Discovery (DISC.A) has quietly made a big push into direct-to-consumer streaming video over the past year or so. While big media companies spend billions on original content and the rights to old TV episodes and films, Discovery is taking a slightly different approach. It's an approach that most resembles Disney's (DIS -1.08%) ESPN and its service ESPN+: Discovery wants to sell consumers extra content they can't get from a cable subscription.

That's most evident in its most recent service, Food Network Kitchen. The media company will offer cooking classes and food-related content from well-known food celebrities, including Bobby Flay, Rachael Ray, and Martha Stewart. It's basically capitalizing on its lineup of familiar personalities to sell subscriptions, not unlike how Disney uses its familiar characters. At the same time, just like Disney, Discovery is careful not to encroach on its big moneymaker -- pay TV distribution fees -- by not offering the same content available on its cable network. 

Discovery, however, doesn't have the same mass appeal as Disney, which requires it to make other considerations in its strategy.

The Food Network Kitchen app on a smartphone next to a chopping board with jalapenos and shredded cheese.

Image source: Food Network.

Discovery's brands aren't strong enough to copy Disney

The challenge for Discovery is that its brands don't drive nearly the same fanaticism as Disney's. It seems like every film Disney produces these days grosses $1 billion at the box office, and pay TV distributors won't sell as many subscriptions if they don't have a deal to distribute ESPN or The Disney Channel.

To be sure, Discovery doesn't envision itself hitting the 60 million to 90 million global subscribers Disney believes Disney+ can attract over the next few years. But it's certainly hoping to reach numbers similar to the 8 million to 12 million the House of Mouse expects ESPN+ to reach in the same period.

Discovery specializes in unscripted and lifestyle content. It's content that's nice to have, but very few consumers consider it a must-have. It fits well into the passive viewing experience of channel surfing (or the modern equivalent of tile surfing in on-demand platforms), adding value to a video product, but it's often not driving the demand itself.

Netflix, for example, has started investing more in unscripted series. Although those series aren't driving sign-ups for its service like its shows Stranger Things or The Crown, they're helping improve subscriber retention.

The challenge for Discovery is that its brands -- and the brands of its celebrity lineup -- might not be strong enough to drive subscriber growth by themselves.

Partnering with distributors

Discovery seems to understand that it doesn't have the brand strength to stand on its own in a direct-to-consumer world. That's why its integration of Food Network Kitchen with (AMZN -0.34%) is particularly important for investors to note.

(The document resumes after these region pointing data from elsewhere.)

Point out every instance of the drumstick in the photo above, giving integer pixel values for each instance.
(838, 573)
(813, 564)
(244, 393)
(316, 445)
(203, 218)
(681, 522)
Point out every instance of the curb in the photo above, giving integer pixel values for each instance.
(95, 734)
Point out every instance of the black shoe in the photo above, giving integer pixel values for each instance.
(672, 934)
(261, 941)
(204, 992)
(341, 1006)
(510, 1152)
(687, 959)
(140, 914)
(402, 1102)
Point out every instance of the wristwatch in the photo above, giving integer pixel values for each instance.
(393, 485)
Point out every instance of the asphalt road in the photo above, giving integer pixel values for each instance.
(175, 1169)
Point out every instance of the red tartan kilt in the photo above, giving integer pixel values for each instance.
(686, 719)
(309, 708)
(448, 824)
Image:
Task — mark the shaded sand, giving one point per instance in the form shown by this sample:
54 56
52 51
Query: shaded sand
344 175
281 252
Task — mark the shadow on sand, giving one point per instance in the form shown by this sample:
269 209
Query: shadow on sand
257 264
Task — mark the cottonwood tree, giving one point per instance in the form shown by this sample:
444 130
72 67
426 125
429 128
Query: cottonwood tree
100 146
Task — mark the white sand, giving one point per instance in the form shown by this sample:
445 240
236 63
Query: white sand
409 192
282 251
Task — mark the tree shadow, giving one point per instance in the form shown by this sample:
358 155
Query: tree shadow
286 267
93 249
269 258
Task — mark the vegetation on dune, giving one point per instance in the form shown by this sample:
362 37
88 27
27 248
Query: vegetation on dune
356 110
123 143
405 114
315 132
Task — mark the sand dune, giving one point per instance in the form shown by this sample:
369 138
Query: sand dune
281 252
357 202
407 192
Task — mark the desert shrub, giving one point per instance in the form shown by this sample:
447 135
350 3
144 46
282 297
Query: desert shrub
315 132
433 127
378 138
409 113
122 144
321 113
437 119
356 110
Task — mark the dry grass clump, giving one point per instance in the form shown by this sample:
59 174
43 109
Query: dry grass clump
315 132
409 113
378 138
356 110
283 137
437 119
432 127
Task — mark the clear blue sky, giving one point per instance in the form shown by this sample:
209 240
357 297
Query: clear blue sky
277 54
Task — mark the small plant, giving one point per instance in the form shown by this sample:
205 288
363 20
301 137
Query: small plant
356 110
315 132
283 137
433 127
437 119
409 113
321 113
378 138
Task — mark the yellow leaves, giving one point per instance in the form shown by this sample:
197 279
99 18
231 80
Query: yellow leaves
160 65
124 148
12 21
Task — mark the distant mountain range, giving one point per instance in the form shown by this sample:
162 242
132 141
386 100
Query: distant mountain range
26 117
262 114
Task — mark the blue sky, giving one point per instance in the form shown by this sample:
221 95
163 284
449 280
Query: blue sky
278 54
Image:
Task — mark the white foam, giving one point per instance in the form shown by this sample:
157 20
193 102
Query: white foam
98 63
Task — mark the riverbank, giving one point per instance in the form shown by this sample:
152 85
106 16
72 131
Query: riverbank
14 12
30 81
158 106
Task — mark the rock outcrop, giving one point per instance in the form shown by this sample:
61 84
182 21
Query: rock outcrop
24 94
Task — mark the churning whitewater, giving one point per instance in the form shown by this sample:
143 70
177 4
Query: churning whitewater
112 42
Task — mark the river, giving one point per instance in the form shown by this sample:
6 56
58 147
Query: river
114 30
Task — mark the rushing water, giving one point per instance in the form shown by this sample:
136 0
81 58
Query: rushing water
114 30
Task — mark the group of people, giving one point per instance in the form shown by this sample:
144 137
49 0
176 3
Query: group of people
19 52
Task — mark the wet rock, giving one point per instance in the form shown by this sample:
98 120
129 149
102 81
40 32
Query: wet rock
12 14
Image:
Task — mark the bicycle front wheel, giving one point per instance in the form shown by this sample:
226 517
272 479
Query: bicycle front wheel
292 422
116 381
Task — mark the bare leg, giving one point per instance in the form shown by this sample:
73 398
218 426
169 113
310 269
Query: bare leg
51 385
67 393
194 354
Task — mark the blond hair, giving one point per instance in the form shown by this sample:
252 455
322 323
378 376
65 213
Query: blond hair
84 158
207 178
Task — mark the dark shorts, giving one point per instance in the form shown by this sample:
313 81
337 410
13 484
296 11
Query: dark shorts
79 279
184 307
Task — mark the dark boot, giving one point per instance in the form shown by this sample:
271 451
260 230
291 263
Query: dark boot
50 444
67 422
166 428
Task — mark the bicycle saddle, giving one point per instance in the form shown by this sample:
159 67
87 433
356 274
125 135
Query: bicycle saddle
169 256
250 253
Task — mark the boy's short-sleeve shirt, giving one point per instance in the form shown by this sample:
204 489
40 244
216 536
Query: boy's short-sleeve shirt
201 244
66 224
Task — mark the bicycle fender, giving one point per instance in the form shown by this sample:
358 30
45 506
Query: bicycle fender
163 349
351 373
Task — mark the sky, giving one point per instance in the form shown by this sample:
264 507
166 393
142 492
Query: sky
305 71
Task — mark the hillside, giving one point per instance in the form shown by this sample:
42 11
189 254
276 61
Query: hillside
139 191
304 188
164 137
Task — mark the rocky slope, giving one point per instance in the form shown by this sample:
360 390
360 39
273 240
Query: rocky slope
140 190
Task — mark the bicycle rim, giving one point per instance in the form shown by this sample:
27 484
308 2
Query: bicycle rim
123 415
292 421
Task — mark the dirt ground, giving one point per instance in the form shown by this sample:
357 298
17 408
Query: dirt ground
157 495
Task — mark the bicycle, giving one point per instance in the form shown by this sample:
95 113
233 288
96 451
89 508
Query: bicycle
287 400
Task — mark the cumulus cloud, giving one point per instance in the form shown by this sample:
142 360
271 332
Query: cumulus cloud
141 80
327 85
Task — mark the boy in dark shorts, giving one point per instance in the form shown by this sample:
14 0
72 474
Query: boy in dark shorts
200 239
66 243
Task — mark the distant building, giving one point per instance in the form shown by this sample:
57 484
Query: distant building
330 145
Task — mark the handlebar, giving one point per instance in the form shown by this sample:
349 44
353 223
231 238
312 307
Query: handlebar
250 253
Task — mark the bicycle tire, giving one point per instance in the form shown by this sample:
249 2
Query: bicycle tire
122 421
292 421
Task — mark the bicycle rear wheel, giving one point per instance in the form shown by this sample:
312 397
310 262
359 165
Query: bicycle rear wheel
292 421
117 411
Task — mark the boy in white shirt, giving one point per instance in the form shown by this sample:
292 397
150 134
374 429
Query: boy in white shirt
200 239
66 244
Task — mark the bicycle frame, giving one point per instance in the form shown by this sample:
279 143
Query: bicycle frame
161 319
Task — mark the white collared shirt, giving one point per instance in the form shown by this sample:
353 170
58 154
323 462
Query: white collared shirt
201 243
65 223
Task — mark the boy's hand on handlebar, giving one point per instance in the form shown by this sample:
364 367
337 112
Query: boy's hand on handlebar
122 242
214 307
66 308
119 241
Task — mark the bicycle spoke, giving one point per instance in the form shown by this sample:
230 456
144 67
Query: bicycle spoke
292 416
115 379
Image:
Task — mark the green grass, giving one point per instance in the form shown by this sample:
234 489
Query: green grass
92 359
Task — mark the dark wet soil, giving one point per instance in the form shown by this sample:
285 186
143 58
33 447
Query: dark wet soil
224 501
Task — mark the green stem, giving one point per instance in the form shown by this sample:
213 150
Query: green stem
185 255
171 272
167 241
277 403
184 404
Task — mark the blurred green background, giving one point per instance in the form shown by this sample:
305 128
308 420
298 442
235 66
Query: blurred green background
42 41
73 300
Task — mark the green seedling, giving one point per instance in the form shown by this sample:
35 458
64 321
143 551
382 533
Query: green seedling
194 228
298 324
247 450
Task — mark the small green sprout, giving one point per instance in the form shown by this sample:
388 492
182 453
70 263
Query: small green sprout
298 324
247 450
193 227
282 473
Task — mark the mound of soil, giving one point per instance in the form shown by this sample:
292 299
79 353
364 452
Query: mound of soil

Amazon featured the new video service at its recent hardware event, showing the service as part of its new lineup of Echo Shows, which include video screens. The online retailer stands to benefit from a revenue share agreement with Discovery similar to its other deals with media companies that sell subscriptions through Amazon Channels. It may also generate revenue from viewers placing orders for ingredients through Amazon Fresh.

The ability to partner with other companies for promotion and distribution will be key for Discovery to build an audience. Amazon is a great partner because it offers both distribution and the ability to sell products through its marketplace. Future direct-to-consumer services from Discovery may fit the bill for Amazon as well, such as the forthcoming home improvement and decorating channel from Chip and Joanna Gaines. But not all of Discovery's content is a fit for Amazon's unique advantages, and that could present a big challenge for the media company.

Building a new business without destroying the old one

Discovery has to take a unique approach to streaming because it can't afford to disturb its core business of selling content to pay TV distributors. Its "other" revenue accounted for less than 5% of its total sales last year, with the rest coming from distribution fees and advertising.

Disney's media networks might account for a big chunk of its operating income, but the company has a lot of profitable revenue sources outside of the television channels. That allows it to take on more risks and invest more in streaming content compared to a company like Discovery.

Discovery's ability to thrive as more consumers cut the cord and focus on streaming services will largely come down to its ability to attract the right distribution partners and deliver the right content. It has to be mindful of not cannibalizing its cash cow and accelerating the trend toward cord-cutting by offering the same content it offers on its bundle of TV networks. That will curb its direct-to-consumer products' already-limited appeal, but management is hoping its brands, content lineup, and distribution partnerships are just strong enough to sustain it as the market continues to shift toward streaming.